But where has this anti-gay sentiment in Uganda come from? One source may be that of American evangelical Christians, who have assumed a growing influence in the country and advocated against gay lifestyles.
One of the most well known is American pastor and lawyer Scott Lively. Becky spoke with him about his missionary work on Connect the World. She began by asking Lively for his reaction to the new law in Uganda.
"I have mixed feelings about that," Lively said. "I support parts of it, the parts that have increased penalties for homosexual abuse of children and intentionally spreading AIDS through sodomy. But the parts dealing with simple homosexuality I don't agree with. They're far too harsh."
Lively said that Ugandan culture and history itself was the main source of the anti-gay sentiment seen there. "No American evangelicals taught the Ugandans how to be against homosexuality," he said.
When asked whether he was an extremist, Lively replied that "an extremist is in the eye of the beholder."
While the world waits to see how the political uncertainty in Ukraine will play out, Becky spoke with Ian Bremmer about the possible outcomes. Bremmer is the President of Eurasia Group, a political risk consultancy.
Becky asked Bremmer about the ongoing influence of Russia in determining Ukraine's future. He said it remains strong, despite the recent ouster of Kremlin-friendly leader Viktor Yanukovych.
"You and I are talking about Ukraine today," Bremmer said. "In six months, we won't be, but the Russians will still be there and their ability to close this place down to everybody but Russia is pretty significant."
With unrest festering in eastern regions of Ukraine, Becky and Bremmer also discussed the possibility of separation within the country.
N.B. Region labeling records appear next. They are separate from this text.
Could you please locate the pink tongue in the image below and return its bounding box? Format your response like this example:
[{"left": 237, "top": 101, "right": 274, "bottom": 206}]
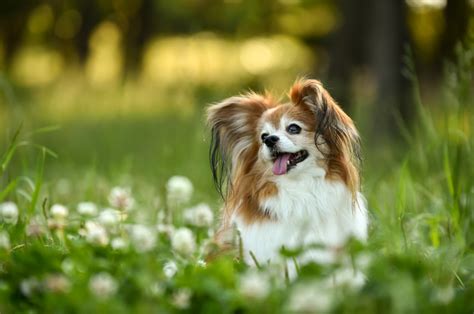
[{"left": 273, "top": 154, "right": 290, "bottom": 176}]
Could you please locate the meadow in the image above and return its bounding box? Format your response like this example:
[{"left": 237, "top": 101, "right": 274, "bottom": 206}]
[{"left": 0, "top": 45, "right": 474, "bottom": 313}]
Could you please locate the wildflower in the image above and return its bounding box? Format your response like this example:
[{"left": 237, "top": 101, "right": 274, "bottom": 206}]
[
  {"left": 330, "top": 267, "right": 365, "bottom": 290},
  {"left": 196, "top": 259, "right": 207, "bottom": 268},
  {"left": 77, "top": 202, "right": 97, "bottom": 217},
  {"left": 166, "top": 176, "right": 194, "bottom": 204},
  {"left": 26, "top": 216, "right": 45, "bottom": 237},
  {"left": 171, "top": 289, "right": 191, "bottom": 310},
  {"left": 184, "top": 203, "right": 214, "bottom": 227},
  {"left": 156, "top": 224, "right": 175, "bottom": 238},
  {"left": 130, "top": 225, "right": 156, "bottom": 253},
  {"left": 435, "top": 286, "right": 455, "bottom": 304},
  {"left": 85, "top": 221, "right": 109, "bottom": 246},
  {"left": 97, "top": 208, "right": 120, "bottom": 228},
  {"left": 156, "top": 210, "right": 166, "bottom": 224},
  {"left": 0, "top": 231, "right": 10, "bottom": 250},
  {"left": 61, "top": 258, "right": 75, "bottom": 274},
  {"left": 163, "top": 261, "right": 178, "bottom": 278},
  {"left": 0, "top": 202, "right": 18, "bottom": 225},
  {"left": 288, "top": 282, "right": 334, "bottom": 313},
  {"left": 171, "top": 228, "right": 196, "bottom": 255},
  {"left": 50, "top": 204, "right": 69, "bottom": 220},
  {"left": 20, "top": 277, "right": 41, "bottom": 297},
  {"left": 89, "top": 272, "right": 118, "bottom": 299},
  {"left": 45, "top": 274, "right": 71, "bottom": 293},
  {"left": 239, "top": 270, "right": 270, "bottom": 300},
  {"left": 149, "top": 282, "right": 165, "bottom": 297},
  {"left": 97, "top": 208, "right": 121, "bottom": 228},
  {"left": 48, "top": 218, "right": 66, "bottom": 230},
  {"left": 109, "top": 186, "right": 135, "bottom": 210},
  {"left": 110, "top": 238, "right": 128, "bottom": 251}
]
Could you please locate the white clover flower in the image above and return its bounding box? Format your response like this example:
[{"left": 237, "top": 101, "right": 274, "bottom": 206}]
[
  {"left": 163, "top": 261, "right": 178, "bottom": 278},
  {"left": 108, "top": 186, "right": 135, "bottom": 210},
  {"left": 20, "top": 277, "right": 41, "bottom": 297},
  {"left": 45, "top": 274, "right": 71, "bottom": 293},
  {"left": 26, "top": 216, "right": 46, "bottom": 237},
  {"left": 156, "top": 210, "right": 166, "bottom": 224},
  {"left": 97, "top": 208, "right": 120, "bottom": 228},
  {"left": 89, "top": 272, "right": 118, "bottom": 299},
  {"left": 85, "top": 221, "right": 109, "bottom": 246},
  {"left": 130, "top": 225, "right": 156, "bottom": 253},
  {"left": 287, "top": 282, "right": 334, "bottom": 313},
  {"left": 77, "top": 202, "right": 98, "bottom": 217},
  {"left": 171, "top": 228, "right": 196, "bottom": 255},
  {"left": 50, "top": 204, "right": 69, "bottom": 220},
  {"left": 196, "top": 259, "right": 207, "bottom": 268},
  {"left": 110, "top": 237, "right": 128, "bottom": 251},
  {"left": 149, "top": 282, "right": 165, "bottom": 297},
  {"left": 166, "top": 176, "right": 194, "bottom": 204},
  {"left": 61, "top": 258, "right": 75, "bottom": 274},
  {"left": 156, "top": 224, "right": 175, "bottom": 238},
  {"left": 239, "top": 270, "right": 270, "bottom": 300},
  {"left": 328, "top": 267, "right": 365, "bottom": 290},
  {"left": 434, "top": 286, "right": 456, "bottom": 304},
  {"left": 0, "top": 231, "right": 10, "bottom": 250},
  {"left": 0, "top": 202, "right": 19, "bottom": 225},
  {"left": 184, "top": 203, "right": 214, "bottom": 227},
  {"left": 171, "top": 289, "right": 192, "bottom": 310}
]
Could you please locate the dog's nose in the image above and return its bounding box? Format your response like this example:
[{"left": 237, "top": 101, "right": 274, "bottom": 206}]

He said it's not very plausible in the near term, but could be a concern in the medium term – especially as international actors are likely to grow weary of Ukraine's new leadership.
"There's a reason why the Europeans and the Americans didn't bother to give these guys any money until after a hundred Ukrainians were dead," Bremmer said. "And it's because they were saying 'we don't want to work with these folks, they're not going to reform, they're not going to engage.' That doesn't change miraculously just because they've been in the news for a week."